Making my mark on the raw clay and not having it perceived as contrived is a major anxiety of mine...I make every attempt to rise above 'technique only'...it is much more important to reveal your passion and character, not just your dexterity. Peter Callas, "Conversations," Claytimes, May/June 2009.


Teaching is a kind of sculpting. Being on both sides is instructive. If the ends are the same the means are opposite. Much learning as a student comes from the impact of the teacher’s spirit, Jim Fallon’s enthusiasm, Rhodes Dunlap’s punctiliousness, Donald Justice’ perfectionism, Tom Cranfill’s savior faire. As a teacher though the specific events mean more. 
I used to take heavy impasto portraits to composition classes to teach descriptive writing. Not only were they impastos they were sculptural, coming off the canvas, portraits where one part of the face was especially exaggerated, the eyes, the ears, the lips, the forehead. One of these, Cowboy, an eager appearing at the putative door of his girl, had hair slicked, bandanna around neck and prominent extended lips, to picture his naivete of himself. After class a young woman in this all black student body came up to the picture as it hung on the wall. She said, I guess he’s a black man, and went up to the portrait and kissed him! 
Somewhat before this at UT Austin, saddled with teaching technical writing for engineers because I had a degree from a technical school, and after that saddled with technical writing for foreign students, both of which would be like teaching trees in a wood, I wanted some imagination to get the trees thinking. In one assignment for process writing the student was to describe the process of picking up a loaded .45 from the desk, putting it to their head and pulling the trigger. A number of them died in the exercise, a couple fired into the air. Nobody put in earplugs. Too extreme and offensive today, the point was to engage more than reason in the writing.

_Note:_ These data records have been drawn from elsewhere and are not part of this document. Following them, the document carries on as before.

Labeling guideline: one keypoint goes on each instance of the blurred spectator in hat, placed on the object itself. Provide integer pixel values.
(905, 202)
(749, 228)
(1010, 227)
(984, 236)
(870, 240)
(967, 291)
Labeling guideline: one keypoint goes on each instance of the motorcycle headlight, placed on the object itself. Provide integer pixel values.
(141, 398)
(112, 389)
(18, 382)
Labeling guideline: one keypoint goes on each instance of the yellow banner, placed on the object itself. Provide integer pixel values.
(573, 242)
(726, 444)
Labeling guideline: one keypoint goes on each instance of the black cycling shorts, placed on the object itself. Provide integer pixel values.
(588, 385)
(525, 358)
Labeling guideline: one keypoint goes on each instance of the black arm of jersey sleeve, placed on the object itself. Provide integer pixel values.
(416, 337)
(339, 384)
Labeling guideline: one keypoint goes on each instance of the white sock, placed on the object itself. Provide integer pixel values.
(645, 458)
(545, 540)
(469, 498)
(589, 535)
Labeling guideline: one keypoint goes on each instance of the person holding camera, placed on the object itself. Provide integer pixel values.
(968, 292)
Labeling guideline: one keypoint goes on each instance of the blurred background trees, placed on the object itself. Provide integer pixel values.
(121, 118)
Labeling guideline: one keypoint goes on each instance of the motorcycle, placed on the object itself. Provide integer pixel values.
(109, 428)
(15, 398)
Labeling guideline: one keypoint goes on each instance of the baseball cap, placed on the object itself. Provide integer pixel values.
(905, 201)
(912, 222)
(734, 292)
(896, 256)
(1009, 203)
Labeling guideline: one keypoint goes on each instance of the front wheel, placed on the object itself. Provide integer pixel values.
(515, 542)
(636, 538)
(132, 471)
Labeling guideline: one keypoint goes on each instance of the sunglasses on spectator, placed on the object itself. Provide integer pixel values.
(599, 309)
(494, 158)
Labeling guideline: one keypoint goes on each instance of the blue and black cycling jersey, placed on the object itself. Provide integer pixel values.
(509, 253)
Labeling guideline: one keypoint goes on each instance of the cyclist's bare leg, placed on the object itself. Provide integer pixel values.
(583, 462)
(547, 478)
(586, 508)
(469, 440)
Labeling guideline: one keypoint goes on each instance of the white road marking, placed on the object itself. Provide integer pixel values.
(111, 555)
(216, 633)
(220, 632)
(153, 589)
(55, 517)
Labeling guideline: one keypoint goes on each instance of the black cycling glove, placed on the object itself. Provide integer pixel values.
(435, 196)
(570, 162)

Describing these events  in a studio recently,  citing Peter Callas as someone whose work transcended form, the local expert (who is genuine) said he knew Callas and didn’t like some of his work, even though Callas is a world beyond this speaker. My response was, and it applies to teaching and learning,  beauty must be judged with generosity not severity and that the best thing of a poet or artist is this measure, not something less. Eliot makes the point about poet and translator of Kafka, Edwin Muir. In the Preface to Muir’s Collected Poems Eliot singles out “The Horses” as an outstanding poem summarizing the conditions of Glasglow, London, Prague, industrialism and war all in one great poem.  If only for that poem alone Muir must be admired and respected. This spirit of generosity, not criticism, brings close understanding in embracing beauty and wisdom.